In a Feb. 1 post on X, Massie quoted an earlier House floor speech in which he had said, “How will we know if this bill has been successful? We will know when rich men are being perp walked in handcuffs to jail. Until then, this is still a coverup.”
“How will we know if this bill has been successful? We will know when rich men are being perp walked in handcuffs to the jail.
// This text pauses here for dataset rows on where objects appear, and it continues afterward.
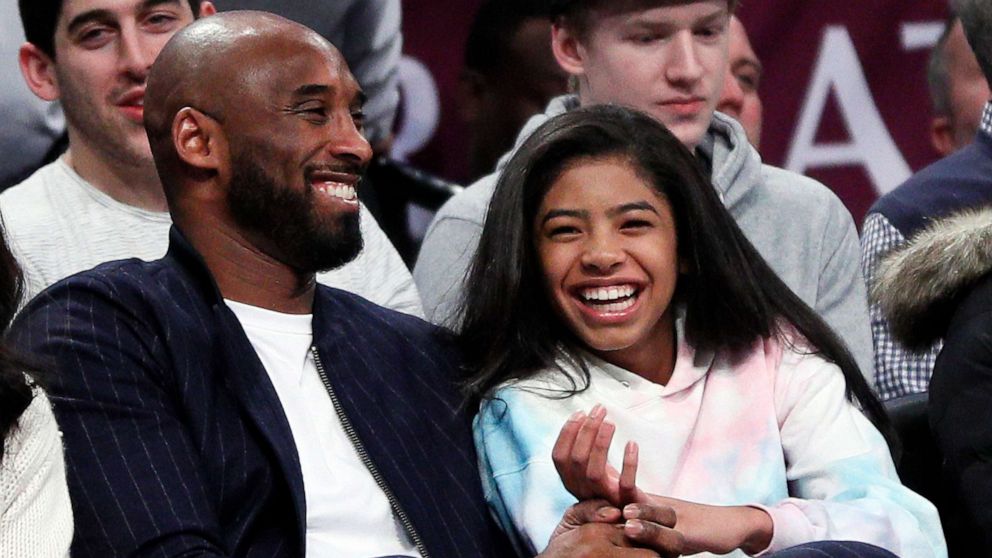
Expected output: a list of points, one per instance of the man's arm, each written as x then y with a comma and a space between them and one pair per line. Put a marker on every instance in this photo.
596, 528
898, 371
133, 472
960, 410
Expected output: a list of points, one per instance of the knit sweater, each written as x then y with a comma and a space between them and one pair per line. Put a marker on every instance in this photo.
35, 514
771, 429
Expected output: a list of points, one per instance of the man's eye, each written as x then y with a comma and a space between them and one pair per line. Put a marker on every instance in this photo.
562, 231
159, 21
358, 117
646, 38
747, 82
95, 37
710, 31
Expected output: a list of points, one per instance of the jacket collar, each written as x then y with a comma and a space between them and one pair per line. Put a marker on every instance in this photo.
244, 373
183, 255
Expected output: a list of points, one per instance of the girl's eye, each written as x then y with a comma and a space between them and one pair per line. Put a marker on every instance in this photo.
636, 224
562, 231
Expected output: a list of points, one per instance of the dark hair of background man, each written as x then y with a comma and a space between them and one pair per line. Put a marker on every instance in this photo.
40, 17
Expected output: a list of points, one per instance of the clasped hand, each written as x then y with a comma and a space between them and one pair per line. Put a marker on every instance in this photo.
580, 456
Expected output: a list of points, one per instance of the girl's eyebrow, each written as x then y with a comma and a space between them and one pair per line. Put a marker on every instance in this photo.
633, 206
579, 213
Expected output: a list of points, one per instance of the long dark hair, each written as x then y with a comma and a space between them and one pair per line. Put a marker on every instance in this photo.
509, 329
15, 391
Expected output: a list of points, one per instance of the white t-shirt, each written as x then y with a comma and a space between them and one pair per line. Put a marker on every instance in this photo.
58, 224
347, 513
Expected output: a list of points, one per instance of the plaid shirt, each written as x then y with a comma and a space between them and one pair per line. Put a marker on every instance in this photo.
898, 371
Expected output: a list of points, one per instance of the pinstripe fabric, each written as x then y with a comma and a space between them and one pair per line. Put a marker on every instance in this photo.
175, 439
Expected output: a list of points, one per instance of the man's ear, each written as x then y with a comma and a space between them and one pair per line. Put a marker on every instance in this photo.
471, 88
199, 140
942, 135
38, 70
568, 49
206, 9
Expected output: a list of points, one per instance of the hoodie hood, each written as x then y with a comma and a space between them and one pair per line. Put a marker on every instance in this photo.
920, 285
734, 165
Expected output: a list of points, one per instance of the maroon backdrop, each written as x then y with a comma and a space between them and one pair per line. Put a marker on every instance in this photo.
844, 91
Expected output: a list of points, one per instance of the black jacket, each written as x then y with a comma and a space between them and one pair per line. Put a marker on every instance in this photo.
177, 444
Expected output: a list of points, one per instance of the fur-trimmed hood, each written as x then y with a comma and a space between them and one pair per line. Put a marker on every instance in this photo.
919, 285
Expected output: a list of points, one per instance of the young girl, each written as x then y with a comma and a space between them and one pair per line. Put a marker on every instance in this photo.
610, 280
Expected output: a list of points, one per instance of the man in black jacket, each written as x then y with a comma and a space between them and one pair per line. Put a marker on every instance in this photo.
218, 402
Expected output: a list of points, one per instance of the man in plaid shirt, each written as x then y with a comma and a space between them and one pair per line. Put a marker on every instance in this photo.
957, 182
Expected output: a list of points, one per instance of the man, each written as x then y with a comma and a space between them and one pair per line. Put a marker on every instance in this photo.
510, 75
740, 91
959, 181
31, 128
669, 59
217, 402
958, 90
102, 200
368, 34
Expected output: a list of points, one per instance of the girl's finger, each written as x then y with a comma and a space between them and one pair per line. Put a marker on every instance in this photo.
579, 459
596, 469
562, 450
628, 475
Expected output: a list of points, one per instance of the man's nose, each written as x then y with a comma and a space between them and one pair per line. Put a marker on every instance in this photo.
348, 142
683, 64
732, 99
136, 53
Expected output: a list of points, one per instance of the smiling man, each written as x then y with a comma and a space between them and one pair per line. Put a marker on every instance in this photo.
669, 59
219, 402
102, 200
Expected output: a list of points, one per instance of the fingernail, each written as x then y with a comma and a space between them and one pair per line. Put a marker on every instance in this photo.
633, 528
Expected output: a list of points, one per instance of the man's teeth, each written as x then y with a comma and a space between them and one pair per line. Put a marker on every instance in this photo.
605, 294
344, 191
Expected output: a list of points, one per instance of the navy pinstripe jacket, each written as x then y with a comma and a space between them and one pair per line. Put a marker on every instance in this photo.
177, 445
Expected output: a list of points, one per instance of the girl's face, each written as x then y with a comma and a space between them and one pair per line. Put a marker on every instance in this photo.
607, 247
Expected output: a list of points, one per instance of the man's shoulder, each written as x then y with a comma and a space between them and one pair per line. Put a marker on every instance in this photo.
471, 204
961, 179
130, 285
373, 321
29, 203
790, 187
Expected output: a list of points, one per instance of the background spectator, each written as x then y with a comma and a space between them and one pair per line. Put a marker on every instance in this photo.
958, 90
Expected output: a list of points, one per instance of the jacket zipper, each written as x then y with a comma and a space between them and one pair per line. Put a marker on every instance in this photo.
366, 460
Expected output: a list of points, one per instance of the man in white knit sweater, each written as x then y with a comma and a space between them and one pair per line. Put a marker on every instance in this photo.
102, 200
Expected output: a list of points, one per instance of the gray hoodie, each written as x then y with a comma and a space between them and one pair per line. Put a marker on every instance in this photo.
798, 225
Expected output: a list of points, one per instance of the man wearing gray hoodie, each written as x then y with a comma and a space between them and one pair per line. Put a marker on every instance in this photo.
669, 59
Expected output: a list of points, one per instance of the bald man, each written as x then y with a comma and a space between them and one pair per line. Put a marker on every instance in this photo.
219, 402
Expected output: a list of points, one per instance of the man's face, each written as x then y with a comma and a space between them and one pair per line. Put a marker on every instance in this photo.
668, 61
297, 155
740, 92
103, 50
968, 89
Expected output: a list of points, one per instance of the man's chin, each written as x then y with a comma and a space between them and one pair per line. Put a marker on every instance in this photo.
338, 254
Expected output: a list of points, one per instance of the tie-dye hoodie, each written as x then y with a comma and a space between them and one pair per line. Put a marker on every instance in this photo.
772, 429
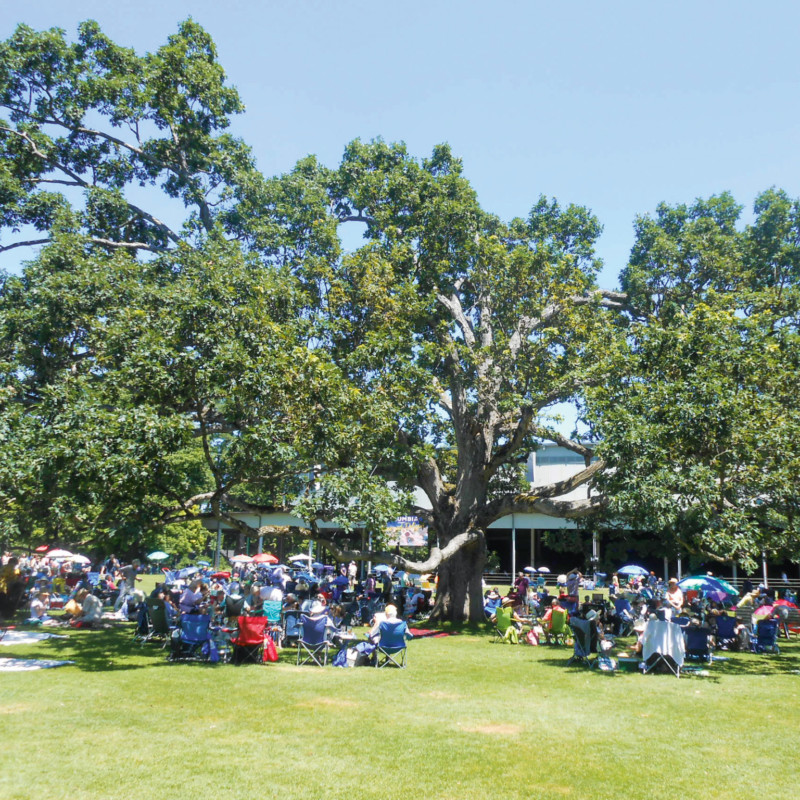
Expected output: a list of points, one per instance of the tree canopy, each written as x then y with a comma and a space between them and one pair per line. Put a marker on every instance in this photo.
698, 422
192, 340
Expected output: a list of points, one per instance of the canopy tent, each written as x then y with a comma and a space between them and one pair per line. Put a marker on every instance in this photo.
632, 569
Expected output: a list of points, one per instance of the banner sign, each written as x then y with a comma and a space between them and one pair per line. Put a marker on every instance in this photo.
407, 532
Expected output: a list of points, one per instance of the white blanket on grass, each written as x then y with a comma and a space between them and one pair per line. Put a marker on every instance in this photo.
27, 637
26, 664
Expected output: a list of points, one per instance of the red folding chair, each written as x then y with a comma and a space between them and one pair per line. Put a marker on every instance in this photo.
248, 644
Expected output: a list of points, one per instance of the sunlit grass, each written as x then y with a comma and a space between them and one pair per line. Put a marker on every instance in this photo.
466, 719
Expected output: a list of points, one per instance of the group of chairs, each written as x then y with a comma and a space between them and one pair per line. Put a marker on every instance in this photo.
697, 642
314, 643
194, 638
504, 629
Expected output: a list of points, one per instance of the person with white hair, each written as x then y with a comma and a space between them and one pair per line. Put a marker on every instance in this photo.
127, 584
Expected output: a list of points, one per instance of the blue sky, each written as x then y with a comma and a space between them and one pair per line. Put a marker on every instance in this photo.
616, 106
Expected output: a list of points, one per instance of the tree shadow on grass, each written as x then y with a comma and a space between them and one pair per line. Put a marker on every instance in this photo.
724, 663
94, 650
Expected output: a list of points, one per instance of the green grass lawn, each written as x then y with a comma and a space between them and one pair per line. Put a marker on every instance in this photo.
466, 719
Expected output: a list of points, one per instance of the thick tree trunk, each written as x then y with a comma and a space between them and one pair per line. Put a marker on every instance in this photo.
459, 595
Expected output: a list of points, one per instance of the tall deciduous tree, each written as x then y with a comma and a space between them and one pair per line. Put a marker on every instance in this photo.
155, 371
699, 416
467, 331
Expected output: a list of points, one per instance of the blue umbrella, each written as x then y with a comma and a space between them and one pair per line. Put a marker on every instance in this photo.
188, 572
705, 583
632, 569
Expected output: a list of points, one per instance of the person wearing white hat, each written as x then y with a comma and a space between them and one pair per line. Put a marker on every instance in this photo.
674, 594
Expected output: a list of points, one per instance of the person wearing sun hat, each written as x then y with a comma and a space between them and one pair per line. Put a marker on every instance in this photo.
674, 594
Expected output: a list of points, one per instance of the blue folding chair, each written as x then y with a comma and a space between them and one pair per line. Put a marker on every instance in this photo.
697, 643
291, 625
272, 611
766, 640
391, 647
192, 640
624, 613
726, 630
313, 642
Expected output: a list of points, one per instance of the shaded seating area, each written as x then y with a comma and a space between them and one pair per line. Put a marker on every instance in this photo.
313, 643
391, 648
248, 643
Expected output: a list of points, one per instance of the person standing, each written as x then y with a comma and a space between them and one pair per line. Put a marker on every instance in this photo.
129, 576
674, 594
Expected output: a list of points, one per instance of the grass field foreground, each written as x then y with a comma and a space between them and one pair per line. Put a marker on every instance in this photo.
466, 719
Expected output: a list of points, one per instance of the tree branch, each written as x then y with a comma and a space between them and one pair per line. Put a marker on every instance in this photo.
437, 556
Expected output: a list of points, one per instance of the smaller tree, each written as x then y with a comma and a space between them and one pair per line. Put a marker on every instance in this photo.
698, 422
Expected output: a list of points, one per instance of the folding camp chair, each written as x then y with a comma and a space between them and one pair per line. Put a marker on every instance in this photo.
248, 644
625, 616
313, 641
569, 602
766, 638
192, 640
141, 633
154, 611
504, 629
272, 611
291, 625
559, 629
584, 635
697, 643
234, 607
663, 647
726, 631
392, 643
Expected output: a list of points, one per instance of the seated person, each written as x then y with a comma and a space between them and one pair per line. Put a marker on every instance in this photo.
290, 603
40, 603
91, 610
272, 594
191, 598
492, 600
74, 606
674, 595
254, 602
389, 614
548, 616
517, 622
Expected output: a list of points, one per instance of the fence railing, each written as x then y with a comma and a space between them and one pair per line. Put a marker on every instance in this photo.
506, 578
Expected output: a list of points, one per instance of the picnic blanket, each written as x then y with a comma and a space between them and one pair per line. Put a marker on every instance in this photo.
423, 633
27, 664
27, 637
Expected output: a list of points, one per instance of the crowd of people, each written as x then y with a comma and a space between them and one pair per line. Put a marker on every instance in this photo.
529, 610
89, 594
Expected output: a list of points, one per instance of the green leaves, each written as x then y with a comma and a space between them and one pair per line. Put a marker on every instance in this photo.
698, 421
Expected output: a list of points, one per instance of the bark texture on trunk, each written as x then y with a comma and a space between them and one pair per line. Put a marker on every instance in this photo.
459, 595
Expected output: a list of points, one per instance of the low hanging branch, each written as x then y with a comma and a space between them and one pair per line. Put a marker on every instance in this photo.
436, 558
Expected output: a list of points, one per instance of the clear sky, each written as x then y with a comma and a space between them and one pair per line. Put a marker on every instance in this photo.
616, 106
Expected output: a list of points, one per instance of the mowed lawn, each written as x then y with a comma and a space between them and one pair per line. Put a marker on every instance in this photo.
466, 719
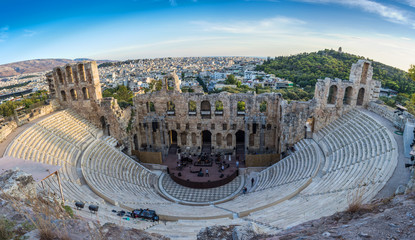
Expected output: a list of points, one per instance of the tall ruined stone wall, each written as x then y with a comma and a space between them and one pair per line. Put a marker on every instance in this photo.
294, 116
155, 123
159, 118
335, 97
77, 86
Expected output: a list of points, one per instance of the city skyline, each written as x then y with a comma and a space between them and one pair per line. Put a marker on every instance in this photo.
381, 30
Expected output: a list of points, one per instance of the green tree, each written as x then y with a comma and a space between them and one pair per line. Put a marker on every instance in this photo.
411, 72
241, 106
192, 106
263, 106
122, 93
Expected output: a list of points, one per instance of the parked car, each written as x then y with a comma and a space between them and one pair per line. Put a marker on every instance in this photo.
145, 214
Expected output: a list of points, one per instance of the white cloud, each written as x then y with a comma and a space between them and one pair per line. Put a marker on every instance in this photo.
410, 2
29, 33
264, 26
4, 33
390, 13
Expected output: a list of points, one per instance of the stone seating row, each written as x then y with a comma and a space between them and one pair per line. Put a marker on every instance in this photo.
360, 165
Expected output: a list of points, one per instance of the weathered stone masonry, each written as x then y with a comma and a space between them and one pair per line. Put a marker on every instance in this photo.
266, 123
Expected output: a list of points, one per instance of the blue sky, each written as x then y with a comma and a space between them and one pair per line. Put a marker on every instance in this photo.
130, 29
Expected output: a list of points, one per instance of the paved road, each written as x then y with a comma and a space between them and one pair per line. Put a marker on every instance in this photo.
401, 175
17, 131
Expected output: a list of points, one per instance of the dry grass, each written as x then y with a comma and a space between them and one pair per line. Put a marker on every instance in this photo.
46, 216
355, 201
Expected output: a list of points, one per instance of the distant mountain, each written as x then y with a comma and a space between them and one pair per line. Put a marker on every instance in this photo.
37, 65
304, 69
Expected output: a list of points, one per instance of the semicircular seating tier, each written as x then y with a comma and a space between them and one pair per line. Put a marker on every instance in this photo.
361, 156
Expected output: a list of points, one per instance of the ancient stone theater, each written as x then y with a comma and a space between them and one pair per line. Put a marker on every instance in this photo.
202, 159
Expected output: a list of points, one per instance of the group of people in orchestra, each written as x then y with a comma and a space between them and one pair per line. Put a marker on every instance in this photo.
204, 160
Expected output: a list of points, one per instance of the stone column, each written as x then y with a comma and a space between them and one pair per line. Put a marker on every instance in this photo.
146, 129
246, 142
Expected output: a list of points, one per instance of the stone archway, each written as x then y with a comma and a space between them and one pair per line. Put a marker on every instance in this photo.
136, 142
206, 137
240, 137
173, 137
348, 93
332, 98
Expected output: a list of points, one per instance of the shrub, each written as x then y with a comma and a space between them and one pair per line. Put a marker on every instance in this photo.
6, 229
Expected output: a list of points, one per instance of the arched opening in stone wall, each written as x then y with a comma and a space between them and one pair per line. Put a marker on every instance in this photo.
74, 96
263, 107
81, 72
85, 92
332, 95
192, 107
364, 73
360, 97
205, 109
240, 137
240, 142
183, 138
348, 93
219, 139
60, 77
194, 140
105, 126
63, 95
252, 140
205, 106
135, 142
150, 107
240, 107
173, 137
219, 106
69, 75
171, 108
229, 140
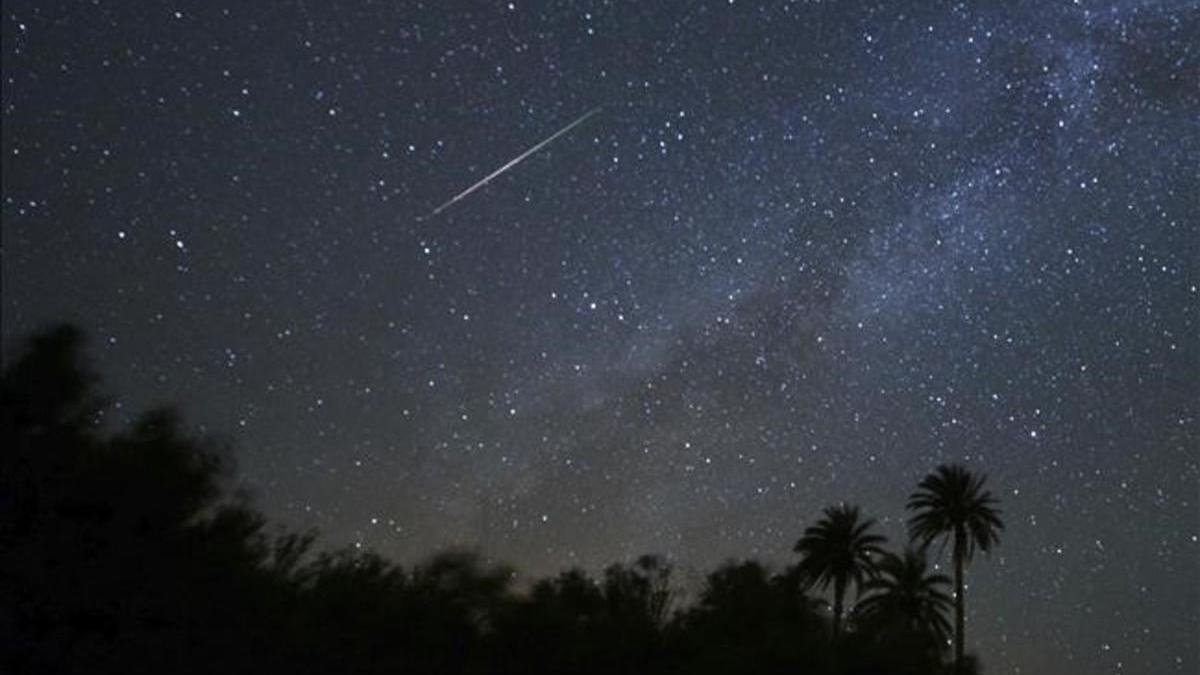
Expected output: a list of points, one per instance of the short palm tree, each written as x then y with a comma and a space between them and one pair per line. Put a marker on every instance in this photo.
839, 549
952, 503
906, 596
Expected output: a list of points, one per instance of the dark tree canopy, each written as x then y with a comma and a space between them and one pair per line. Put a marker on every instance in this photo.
124, 551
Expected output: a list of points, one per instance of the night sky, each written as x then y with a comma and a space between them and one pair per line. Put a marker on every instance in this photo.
802, 254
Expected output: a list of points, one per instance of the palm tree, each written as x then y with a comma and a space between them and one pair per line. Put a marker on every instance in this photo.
839, 549
906, 596
951, 502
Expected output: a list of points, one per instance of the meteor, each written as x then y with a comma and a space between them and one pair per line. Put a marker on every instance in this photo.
514, 162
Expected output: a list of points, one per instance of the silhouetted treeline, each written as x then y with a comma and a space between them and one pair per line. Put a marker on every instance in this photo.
124, 553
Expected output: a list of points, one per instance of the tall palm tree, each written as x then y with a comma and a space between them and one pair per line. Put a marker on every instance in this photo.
951, 503
839, 549
906, 596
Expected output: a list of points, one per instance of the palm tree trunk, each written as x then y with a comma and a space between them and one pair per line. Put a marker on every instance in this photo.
839, 590
959, 623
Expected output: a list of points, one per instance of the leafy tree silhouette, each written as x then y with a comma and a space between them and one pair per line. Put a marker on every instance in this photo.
839, 549
120, 553
125, 551
905, 609
952, 503
745, 615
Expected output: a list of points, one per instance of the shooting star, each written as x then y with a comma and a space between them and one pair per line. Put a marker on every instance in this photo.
514, 162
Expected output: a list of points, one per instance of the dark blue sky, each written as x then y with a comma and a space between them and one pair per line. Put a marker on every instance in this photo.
803, 254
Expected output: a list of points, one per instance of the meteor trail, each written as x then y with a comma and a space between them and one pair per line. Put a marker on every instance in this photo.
514, 162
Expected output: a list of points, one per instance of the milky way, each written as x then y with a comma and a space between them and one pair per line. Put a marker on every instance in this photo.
807, 252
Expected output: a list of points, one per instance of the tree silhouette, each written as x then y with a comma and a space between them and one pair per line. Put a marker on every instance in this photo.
905, 597
124, 551
839, 549
952, 502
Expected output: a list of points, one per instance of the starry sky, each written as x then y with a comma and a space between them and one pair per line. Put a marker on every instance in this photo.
802, 254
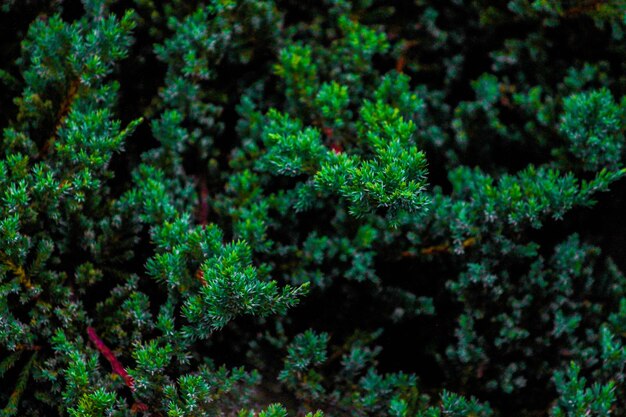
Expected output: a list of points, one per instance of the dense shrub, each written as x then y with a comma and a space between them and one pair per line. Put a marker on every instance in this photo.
333, 208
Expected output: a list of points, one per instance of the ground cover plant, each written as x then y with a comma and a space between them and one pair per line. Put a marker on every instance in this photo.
403, 208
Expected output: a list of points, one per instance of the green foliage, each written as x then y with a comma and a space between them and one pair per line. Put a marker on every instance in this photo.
336, 208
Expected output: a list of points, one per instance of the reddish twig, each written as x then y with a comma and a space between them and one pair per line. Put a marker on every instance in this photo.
108, 354
138, 406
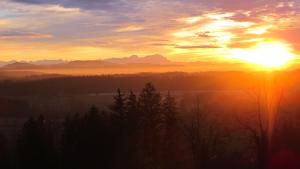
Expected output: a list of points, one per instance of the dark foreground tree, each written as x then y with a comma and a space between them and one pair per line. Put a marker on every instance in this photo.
35, 147
87, 142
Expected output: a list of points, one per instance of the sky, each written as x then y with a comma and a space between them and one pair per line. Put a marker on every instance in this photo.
181, 30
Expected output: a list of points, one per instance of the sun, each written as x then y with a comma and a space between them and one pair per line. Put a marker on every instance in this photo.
267, 55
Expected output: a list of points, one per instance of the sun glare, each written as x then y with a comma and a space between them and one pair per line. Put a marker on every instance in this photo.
266, 55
Until then, this is still a coverup.”pic.twitter.com/0tvkVcn9GL
— Thomas Massie (@RepThomasMassie) February 1, 2026
Before the Jan. 30 release, the DOJ had posted roughly 12,000 Epstein-related documents, totaling about 125,000 pages, to its online archive. As Zeale News previously reported, former President Bill Clinton appears in some of the images, as well as Michael Jackson, Mick Jagger, and Andrew Mountbatten-Windsor, formerly known as Prince Andrew.
Clinton and his wife, former Secretary of State Hillary Clinton, have agreed to testify before the Republican-led House Oversight and Government Reform Committee as part of the panel’s probe into Epstein, according to a Feb. 2 statement from their spokesperson, Angel Ureña. In August 2025, the committee issued deposition subpoenas to the Clintons and several other individuals.
Congress passed the Epstein Files Transparency Act after months of backlash following a July 2025 Justice Department announcement that no additional Epstein records would be released, despite prior public statements from senior officials — including FBI Director Kash Patel and former Deputy Director Dan Bongino — accusing the government of shielding information related to the case before they themselves took on leadership roles in U.S. intelligence.